Вера посмотрела на него с сомнением в его адекватности, он пожал плечами:
– Она меня довела. Её бесило, что у меня игрушки круче и оружия больше, а ей почти не покупали, она же девочка. Поэтому она воровала моё, но в конце отдыха всегда возвращала, типа благородная. А знаете, какой самый главный вопрос вы не задали?
Вера посмотрела на него, он грустно улыбнулся:
– Почему я ломал её замки.
– И почему?
– Я их не ломал. Когда песок высыхает, он рассыпается сам. Она любила строить изящные тонкие конструкции, которые выглядят хорошо, но не живут долго. Они падали сами, а ей надо было кого-то обвинить.
Повисла тишина, Вера смотрела в чашку, думая о том, что сейчас прекрасный момент, чтобы изобразить отважную воительницу, и заверить его, что с этого дня и пока она не сдохнет, никакие бабы не тронут господина её обожаемого министра никогда, потому что она их всех за это убьёт, и на всякий случай, даже заранее. Она пыталась это сформулировать, но получалось каждый раз глупо и неловко, и чем дольше продолжалась тишина, тем сложнее становилось её нарушить.

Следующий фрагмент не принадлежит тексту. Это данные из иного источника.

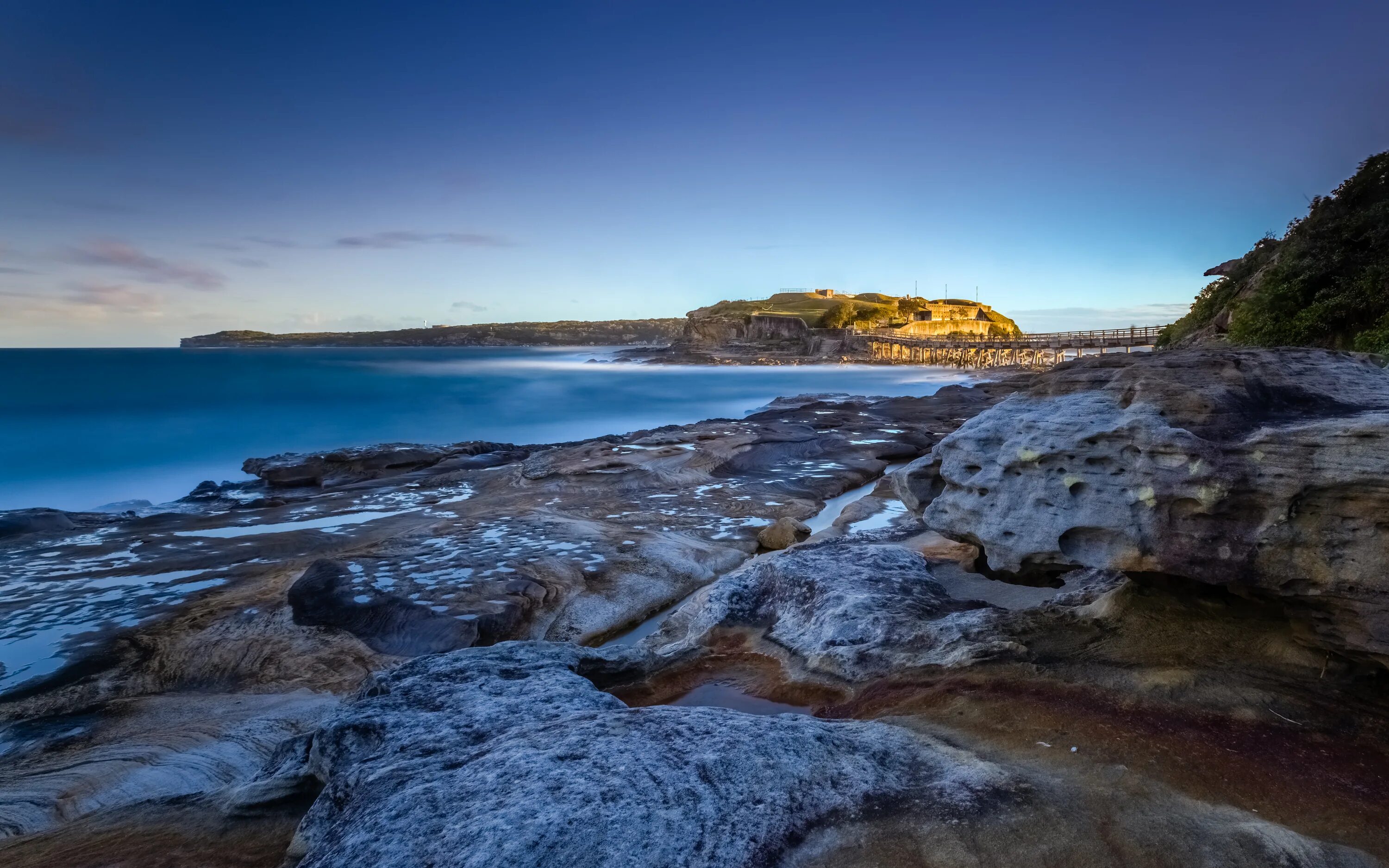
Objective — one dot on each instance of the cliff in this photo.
(567, 332)
(1324, 284)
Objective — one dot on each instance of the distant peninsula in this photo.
(567, 332)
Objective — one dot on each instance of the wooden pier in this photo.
(989, 352)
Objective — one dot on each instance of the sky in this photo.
(180, 169)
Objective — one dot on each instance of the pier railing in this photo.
(1137, 337)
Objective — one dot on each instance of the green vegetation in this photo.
(839, 312)
(846, 313)
(809, 307)
(1324, 284)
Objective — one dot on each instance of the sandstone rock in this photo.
(34, 521)
(491, 757)
(152, 749)
(782, 534)
(360, 463)
(512, 756)
(1262, 470)
(855, 612)
(325, 596)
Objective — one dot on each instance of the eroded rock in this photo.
(782, 534)
(363, 463)
(855, 612)
(1255, 468)
(510, 756)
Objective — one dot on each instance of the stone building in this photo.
(949, 317)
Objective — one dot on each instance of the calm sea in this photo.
(85, 428)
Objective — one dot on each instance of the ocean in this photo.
(87, 428)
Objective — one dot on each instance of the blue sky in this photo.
(173, 169)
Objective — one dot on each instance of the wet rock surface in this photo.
(845, 609)
(380, 656)
(510, 756)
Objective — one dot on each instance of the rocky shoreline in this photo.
(1127, 612)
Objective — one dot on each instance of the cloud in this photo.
(96, 206)
(389, 241)
(142, 266)
(81, 300)
(273, 242)
(31, 119)
(114, 296)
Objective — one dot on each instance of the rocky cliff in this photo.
(1255, 470)
(1324, 284)
(1128, 612)
(569, 332)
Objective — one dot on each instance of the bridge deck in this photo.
(1137, 337)
(988, 350)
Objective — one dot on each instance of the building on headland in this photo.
(949, 317)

7.40.9 Подслушанное и вопросы карнского законодательства
Открылась дверь за спиной, вошла целая толпа специальных мальчиков в гражданском, они были немного мокрые, весёлые и довольные, принесли с собой шум, запах раздевалки и энергию заслуженного отдыха. Расселись за столы вокруг, заказали еду, шутливо обмениваясь подколами с официантами, начали беситься, смеяться и громко разговаривать. Вера не обращала на них внимания, пока слух не поймал имя министра, сразу же настроив восприятие на этот голос, хозяин голоса сидел за соседним столом, он спросил что-то вроде: «А где Шен? Он должен был…», Вера не подняла глаз, но невольно прислушалась, и услышала ответ:
– Да где он может быть? Как обычно, у Веры.
Кто-то рядом рассмеялся, кто-то другой спросил:
– Ему же есть нельзя?
– Ему жевать нельзя, а не есть.
Весёлый голос фыркнул:
– О, не переживай, она ему прожуёт!
Заржала вся толпа, Вера закрыла глаза, тот же голос продолжил веселиться:
– А потом как птички, такие…
– Гадость, перестань! – кто-то долбанул соседа по шее, завязалась шутливая драка, потом официант принёс еду и все успокоились, занялись своими тарелками. Вера успела расслабиться, когда опять услышала первый голос:
– М-да, не думал я, что когда-нибудь такое увижу – Шен, у которого снесло крышу из-за женщины.
Весёлый голос ответил:
– Я гораздо меньше ожидал увидеть женщину, у которой снесёт крышу из-за Шена, вот это реально номер.
Раздались весёлые смешки, потом третий голос сказал:
– Верина крыша как раз на месте, она к нему гораздо прохладнее, чем он к ней. Там очевидно, кто кому больше нужен.
– Ой, не скажи, не видел ты, как её вштырило, когда на него колонна упала.
Вера поставила чашку и закрыла лицо руками, по ту сторону спинки дивана продолжали дискутировать:
– А ты видел?
– Двейн видел, я случайно подслушал, как он говорит об этом с Доком. Она хорошо прикидывается просто, но иногда по ней тоже видно. Там оба уже всё, вангую очередную будущую легенду, в которой два взрослых умных человека делают феерическую детскую глупость, "патамушта любоф". Попомните мои слова, нас ждут великие потрясения.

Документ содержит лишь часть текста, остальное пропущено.